If adjusting cgi.rfc2616_headers does not fix the problem, what is the PHP bug number? There are a number of bugs that sound like this that have already been fixed in recent PHP versions.

We need a comment here to the PHP bug number so we can remove the workaround later on when it's fixed (if it hasn't been already).

I just spent far too many hours tracking this problem down with D6.1 in a CGI/FastCGI environment. In this case users were getting 500's instead of 404's. I do not believe this is a PHP bug. While setting cgi.rfc2616_headers to 0 in php.ini resolves the problem, this workaround is impractical for many who do not have access to php.ini, or who can't override php.ini settings in an .htaccess file. Additionally, it seems to me that making the headers non-compliant is (a) counter-intuitive and (b) may break other applications.

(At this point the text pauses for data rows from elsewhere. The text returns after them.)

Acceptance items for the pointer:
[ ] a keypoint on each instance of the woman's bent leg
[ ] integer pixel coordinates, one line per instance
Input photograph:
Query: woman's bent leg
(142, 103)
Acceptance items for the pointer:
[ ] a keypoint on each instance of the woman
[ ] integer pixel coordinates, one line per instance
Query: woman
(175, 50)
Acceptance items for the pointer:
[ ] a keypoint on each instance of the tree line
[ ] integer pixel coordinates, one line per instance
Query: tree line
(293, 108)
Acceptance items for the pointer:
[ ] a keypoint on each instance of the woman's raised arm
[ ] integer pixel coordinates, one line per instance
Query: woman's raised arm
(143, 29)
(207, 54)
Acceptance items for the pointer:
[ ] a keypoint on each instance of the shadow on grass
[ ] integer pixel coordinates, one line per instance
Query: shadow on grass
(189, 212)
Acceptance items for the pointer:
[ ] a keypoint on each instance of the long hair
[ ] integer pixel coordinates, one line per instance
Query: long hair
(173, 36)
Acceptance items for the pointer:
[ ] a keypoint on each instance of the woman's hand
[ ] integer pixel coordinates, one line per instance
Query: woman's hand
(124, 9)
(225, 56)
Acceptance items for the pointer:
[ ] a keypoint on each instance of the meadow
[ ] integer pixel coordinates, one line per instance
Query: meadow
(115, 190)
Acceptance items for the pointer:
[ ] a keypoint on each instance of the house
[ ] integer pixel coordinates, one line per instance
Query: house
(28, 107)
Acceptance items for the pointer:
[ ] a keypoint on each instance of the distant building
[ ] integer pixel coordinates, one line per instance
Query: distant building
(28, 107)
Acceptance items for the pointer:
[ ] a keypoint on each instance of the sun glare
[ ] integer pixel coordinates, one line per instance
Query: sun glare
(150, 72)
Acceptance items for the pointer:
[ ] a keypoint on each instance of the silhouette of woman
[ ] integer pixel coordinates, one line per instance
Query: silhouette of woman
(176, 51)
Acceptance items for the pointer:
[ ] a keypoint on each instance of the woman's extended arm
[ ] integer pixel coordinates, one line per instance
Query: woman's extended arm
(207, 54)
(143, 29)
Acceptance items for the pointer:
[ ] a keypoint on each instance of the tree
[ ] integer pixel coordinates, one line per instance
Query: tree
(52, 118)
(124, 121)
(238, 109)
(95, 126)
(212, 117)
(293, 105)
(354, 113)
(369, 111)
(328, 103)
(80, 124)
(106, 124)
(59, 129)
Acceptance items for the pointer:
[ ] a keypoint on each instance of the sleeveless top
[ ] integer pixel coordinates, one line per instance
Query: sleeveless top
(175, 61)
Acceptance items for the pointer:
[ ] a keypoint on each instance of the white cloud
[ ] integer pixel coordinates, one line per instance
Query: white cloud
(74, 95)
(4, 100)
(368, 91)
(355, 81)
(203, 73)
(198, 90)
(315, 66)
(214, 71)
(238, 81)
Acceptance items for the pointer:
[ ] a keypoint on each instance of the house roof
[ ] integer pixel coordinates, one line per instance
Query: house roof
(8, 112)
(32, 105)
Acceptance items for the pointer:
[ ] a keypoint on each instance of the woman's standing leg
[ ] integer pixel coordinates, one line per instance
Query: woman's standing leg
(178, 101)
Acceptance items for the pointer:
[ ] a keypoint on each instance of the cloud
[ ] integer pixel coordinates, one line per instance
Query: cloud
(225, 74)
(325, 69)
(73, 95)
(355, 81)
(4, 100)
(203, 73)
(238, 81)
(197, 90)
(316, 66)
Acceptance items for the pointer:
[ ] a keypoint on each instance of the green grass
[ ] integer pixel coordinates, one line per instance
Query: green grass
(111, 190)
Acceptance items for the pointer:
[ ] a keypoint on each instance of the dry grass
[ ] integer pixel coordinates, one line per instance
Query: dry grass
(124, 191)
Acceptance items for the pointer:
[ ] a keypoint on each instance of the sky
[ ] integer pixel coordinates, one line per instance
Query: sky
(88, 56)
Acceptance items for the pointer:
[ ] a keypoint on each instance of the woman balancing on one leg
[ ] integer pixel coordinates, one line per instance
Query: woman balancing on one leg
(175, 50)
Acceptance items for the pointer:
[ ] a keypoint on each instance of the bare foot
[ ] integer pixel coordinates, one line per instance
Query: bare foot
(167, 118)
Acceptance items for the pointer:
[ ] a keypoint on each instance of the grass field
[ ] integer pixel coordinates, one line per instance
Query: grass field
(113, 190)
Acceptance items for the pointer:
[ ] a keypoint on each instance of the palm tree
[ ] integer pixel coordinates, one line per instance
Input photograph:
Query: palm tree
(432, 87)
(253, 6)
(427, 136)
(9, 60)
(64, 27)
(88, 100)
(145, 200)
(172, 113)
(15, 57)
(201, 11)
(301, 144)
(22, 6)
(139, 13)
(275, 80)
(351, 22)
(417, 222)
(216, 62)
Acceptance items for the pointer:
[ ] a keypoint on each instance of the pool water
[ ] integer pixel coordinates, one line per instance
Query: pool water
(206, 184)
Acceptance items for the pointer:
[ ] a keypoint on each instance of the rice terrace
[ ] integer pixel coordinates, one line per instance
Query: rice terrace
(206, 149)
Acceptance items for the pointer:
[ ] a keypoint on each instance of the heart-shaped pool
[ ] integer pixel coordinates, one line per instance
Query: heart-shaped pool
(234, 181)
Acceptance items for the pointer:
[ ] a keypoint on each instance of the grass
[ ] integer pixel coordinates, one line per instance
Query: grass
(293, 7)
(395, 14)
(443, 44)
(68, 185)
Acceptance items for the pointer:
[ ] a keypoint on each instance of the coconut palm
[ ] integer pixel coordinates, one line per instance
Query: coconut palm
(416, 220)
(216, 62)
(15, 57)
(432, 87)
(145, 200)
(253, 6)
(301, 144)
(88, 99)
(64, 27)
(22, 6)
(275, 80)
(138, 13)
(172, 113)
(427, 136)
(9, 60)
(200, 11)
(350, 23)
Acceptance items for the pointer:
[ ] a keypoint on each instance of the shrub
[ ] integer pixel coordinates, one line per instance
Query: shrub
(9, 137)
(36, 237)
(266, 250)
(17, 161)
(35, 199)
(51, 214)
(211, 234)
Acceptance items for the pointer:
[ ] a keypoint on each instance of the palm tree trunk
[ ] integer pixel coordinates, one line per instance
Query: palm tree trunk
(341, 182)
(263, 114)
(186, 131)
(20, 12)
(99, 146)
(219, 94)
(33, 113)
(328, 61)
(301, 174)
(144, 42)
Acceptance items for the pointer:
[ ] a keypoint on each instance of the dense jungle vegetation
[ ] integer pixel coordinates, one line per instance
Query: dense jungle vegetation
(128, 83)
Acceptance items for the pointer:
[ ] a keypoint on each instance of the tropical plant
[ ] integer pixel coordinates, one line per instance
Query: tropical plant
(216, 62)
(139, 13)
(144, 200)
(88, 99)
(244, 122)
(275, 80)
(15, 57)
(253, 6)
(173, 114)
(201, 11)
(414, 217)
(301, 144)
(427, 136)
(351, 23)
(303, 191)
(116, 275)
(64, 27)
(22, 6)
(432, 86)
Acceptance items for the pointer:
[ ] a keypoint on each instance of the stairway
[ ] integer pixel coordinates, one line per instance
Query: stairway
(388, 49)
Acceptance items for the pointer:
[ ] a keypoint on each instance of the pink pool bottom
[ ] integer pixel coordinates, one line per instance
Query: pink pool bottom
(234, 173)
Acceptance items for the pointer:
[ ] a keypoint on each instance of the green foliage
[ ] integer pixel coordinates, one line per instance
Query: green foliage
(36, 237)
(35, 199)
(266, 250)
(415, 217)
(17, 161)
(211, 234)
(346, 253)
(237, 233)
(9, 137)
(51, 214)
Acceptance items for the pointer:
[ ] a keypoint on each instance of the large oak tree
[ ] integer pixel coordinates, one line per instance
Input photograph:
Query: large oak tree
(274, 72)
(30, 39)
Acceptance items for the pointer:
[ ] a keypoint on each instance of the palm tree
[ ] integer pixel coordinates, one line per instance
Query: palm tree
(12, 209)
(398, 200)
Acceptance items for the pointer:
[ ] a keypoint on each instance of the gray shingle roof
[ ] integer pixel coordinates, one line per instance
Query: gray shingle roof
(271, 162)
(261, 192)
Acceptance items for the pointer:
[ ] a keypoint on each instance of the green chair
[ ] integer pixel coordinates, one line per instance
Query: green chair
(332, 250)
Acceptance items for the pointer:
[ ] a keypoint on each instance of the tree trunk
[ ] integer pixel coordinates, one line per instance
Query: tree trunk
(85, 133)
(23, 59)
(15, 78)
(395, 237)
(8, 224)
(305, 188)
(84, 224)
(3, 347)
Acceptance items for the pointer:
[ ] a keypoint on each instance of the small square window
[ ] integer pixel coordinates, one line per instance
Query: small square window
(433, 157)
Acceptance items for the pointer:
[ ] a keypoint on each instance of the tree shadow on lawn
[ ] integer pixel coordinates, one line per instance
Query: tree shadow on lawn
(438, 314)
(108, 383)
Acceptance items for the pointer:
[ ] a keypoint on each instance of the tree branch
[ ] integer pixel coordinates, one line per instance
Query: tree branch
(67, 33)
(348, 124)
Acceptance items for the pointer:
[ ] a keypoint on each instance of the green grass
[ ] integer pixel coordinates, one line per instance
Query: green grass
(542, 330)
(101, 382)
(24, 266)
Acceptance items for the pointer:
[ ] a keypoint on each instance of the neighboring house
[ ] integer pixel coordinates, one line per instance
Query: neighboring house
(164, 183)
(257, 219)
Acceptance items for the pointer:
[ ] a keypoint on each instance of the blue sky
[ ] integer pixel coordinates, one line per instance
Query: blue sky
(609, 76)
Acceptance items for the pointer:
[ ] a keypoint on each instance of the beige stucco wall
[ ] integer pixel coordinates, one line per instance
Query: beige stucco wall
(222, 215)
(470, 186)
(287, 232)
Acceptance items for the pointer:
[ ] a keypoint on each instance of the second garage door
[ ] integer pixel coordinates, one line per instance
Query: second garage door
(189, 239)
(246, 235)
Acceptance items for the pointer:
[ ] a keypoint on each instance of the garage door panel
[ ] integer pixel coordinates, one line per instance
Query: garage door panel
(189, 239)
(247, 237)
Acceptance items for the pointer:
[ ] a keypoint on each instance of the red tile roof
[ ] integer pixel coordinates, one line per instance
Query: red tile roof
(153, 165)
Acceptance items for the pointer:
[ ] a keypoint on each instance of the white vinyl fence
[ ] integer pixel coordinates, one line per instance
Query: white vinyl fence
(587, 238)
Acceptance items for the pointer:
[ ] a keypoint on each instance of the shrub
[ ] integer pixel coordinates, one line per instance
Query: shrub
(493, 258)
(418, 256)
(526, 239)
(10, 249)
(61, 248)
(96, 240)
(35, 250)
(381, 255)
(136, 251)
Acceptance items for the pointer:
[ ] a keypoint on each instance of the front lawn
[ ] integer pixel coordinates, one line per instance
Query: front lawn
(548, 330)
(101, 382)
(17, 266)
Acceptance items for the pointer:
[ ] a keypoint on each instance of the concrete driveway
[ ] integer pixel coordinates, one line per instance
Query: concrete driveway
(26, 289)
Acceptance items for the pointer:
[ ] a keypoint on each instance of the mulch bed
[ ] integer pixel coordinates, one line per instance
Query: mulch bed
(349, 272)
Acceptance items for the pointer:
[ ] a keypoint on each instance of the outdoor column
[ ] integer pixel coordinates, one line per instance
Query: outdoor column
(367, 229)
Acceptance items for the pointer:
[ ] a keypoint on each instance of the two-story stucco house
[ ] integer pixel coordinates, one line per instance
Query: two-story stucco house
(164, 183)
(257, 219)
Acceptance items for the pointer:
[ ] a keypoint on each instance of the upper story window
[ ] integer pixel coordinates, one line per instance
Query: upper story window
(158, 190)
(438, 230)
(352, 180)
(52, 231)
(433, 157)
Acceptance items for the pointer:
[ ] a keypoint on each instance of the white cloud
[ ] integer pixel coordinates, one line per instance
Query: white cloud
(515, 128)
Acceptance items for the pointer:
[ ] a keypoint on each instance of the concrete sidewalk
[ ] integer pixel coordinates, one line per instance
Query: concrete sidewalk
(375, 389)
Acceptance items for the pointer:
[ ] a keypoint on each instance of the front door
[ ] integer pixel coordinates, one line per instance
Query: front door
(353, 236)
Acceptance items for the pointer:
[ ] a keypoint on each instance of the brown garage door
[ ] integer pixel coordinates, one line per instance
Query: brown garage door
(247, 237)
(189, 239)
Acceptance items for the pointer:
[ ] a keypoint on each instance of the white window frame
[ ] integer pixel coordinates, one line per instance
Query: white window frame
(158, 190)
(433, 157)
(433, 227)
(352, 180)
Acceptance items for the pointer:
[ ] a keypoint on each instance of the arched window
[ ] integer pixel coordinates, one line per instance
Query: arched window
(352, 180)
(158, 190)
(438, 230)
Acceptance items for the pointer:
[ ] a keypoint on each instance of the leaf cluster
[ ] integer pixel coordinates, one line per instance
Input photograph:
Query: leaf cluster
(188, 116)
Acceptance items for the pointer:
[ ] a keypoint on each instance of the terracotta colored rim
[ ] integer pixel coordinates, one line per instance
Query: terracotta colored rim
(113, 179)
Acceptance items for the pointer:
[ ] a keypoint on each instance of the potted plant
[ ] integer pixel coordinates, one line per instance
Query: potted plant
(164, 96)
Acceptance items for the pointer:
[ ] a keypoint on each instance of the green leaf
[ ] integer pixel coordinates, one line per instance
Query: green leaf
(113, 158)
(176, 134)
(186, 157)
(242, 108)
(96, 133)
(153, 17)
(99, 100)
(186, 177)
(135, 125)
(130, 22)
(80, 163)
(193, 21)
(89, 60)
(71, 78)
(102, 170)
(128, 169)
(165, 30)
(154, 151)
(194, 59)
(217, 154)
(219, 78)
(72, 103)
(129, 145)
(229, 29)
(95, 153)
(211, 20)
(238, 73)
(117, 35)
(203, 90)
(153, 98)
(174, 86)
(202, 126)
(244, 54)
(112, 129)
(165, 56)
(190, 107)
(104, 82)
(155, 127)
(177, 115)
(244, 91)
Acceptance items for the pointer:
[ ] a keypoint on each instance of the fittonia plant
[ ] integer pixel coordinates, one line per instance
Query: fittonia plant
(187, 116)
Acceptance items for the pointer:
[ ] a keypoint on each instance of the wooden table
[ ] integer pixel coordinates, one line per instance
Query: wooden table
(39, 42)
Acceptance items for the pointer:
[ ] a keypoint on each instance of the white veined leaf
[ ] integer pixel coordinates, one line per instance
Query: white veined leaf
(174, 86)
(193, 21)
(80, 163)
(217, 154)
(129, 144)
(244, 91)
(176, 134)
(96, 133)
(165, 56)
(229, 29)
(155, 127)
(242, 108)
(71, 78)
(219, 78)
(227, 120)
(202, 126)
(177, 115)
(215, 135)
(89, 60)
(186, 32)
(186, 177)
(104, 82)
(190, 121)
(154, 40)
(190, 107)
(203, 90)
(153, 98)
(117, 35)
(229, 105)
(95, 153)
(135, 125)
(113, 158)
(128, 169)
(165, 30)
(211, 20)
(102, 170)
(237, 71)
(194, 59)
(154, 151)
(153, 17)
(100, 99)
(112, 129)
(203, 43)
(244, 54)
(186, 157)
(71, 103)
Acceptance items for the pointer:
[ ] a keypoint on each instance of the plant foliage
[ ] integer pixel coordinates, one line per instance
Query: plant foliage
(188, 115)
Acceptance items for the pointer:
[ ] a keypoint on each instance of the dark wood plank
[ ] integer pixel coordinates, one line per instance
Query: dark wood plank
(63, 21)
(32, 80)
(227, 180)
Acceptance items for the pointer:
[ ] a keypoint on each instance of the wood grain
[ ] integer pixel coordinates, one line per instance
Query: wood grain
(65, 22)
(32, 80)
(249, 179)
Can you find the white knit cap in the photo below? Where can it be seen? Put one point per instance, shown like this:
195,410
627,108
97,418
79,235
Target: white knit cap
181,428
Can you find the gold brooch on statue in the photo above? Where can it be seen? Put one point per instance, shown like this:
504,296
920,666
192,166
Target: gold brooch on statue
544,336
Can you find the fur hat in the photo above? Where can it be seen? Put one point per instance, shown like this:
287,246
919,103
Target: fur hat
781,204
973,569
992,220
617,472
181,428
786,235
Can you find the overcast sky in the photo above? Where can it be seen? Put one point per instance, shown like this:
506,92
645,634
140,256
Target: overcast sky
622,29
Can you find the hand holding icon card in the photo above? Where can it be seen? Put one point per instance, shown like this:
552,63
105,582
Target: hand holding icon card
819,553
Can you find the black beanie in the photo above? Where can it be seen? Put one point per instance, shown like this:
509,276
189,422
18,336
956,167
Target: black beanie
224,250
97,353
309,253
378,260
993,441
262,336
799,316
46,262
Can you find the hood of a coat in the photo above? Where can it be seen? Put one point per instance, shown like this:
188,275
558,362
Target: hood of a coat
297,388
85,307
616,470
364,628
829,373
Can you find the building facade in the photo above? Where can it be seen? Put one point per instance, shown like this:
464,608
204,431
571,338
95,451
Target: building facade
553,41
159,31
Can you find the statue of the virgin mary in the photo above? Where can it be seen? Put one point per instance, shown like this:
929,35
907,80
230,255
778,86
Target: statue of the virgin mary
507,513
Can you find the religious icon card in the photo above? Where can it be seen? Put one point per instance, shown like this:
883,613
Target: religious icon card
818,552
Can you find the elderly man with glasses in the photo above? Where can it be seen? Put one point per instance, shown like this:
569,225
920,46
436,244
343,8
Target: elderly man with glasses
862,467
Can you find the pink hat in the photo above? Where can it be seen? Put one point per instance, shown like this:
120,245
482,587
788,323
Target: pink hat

Until a permanent fix is available, I hacked the /includes/common.inc file as suggested in many other posts, but this only addresses 404 problems:

function drupal_not_found() {
  if ((substr(php_sapi_name(),0,3)=='cgi')&&(ini_get('cgi.rfc2616_headers')=='1')) {
  drupal_set_header('Status: 404 Not Found');
    }
  else {
    drupal_set_header('HTTP/1.1 404 Not Found');
  }

Similar problem.
The same website with the same code, but different responses:

GET /b1 HTTP/1.1
Host: host_with_php-cgi5

HTTP/1.1 404 Not Found
Date: Sat, 16 May 2009 03:43:06 GMT
Server: Apache/1.3.33
X-Powered-By: PHP/5.2.10-dev
Set-Cookie: SESSd62a0dd407ed7b169d8e935e80db7b4c=c2dbcf35da8c545d04866f51d241ecb9; expires=Mon, 08-Jun-2009 07:16:33 GMT; path=/; domain=. example.com
Expires: Sun, 19 Nov 1978 05:00:00 GMT
Last-Modified: Sat, 16 May 2009 03:43:13 GMT
Cache-Control: store, no-cache, must-revalidate
Cache-Control: post-check=0, pre-check=0
Cache-Control: max-age=1209600
Expires: Sat, 30 May 2009 03:43:06 GMT
Location: http://example.com/new_location
Transfer-Encoding: chunked
Content-Type: text/html; charset=utf-8

Tested with PHP 5.2.8, 5.2.9 and latest CVS snapshot

GET /b1 HTTP/1.1
Host: host_with_mod_php4

HTTP/1.1 301 Moved Permanently
Date: Sat, 16 May 2009 03:44:33 GMT
Server: Apache/1.3.33
Cache-Control: store, no-cache, must-revalidate
Expires: Sun, 19 Nov 1978 05:00:00 GMT
X-Powered-By: PHP/4.3.10
Set-Cookie: SESSdfdd77ce611e8b8fa2de6ee9fb8957a7=98af664c1448c514cf1f2c50e4c41c0e; expires=Mon, 08-Jun-2009 07:17:59 GMT; path=/; domain=.example.com
Last-Modified: Sat, 16 May 2009 03:44:39 GMT
Cache-Control: post-check=0, pre-check=0
Location: http://example.com/new_location
Transfer-Encoding: chunked
Content-Type: text/html; charset=utf-8

There is something wrong with headers when using php-cgi
I even can't log in.

Tested on Drupal 6.11
Fix in #24 fixed only Page Not Found, but there are some problem with redirection as well.

Voting for patch #24 to be in the core.

It's related to following PHP bugs, none of them have proper solution:
http://bugs.php.net/bug.php?id=20943
http://bugs.php.net/bug.php?id=3884
http://bugs.php.net/bug.php?id=11375
http://bugs.php.net/bug.php?id=20416
http://bugs.php.net/bug.php?id=41661

Proper link to: RFC3875
http://www.ietf.org/rfc/rfc3875

See section:
6.3.3. Status

http://bugs.php.net/bug.php?id=40472

This is a configuration issue. When using PHP in CGI/FastCGI mode with CGI/1.1 compliant servers (Apache, Lighttpd, etc.) you *have* to set cgi.rfc2616-headers = 0 (which is the default).

The PHP manual has a wise word of caution:

Leave it set to 0 unless you know what you're doing.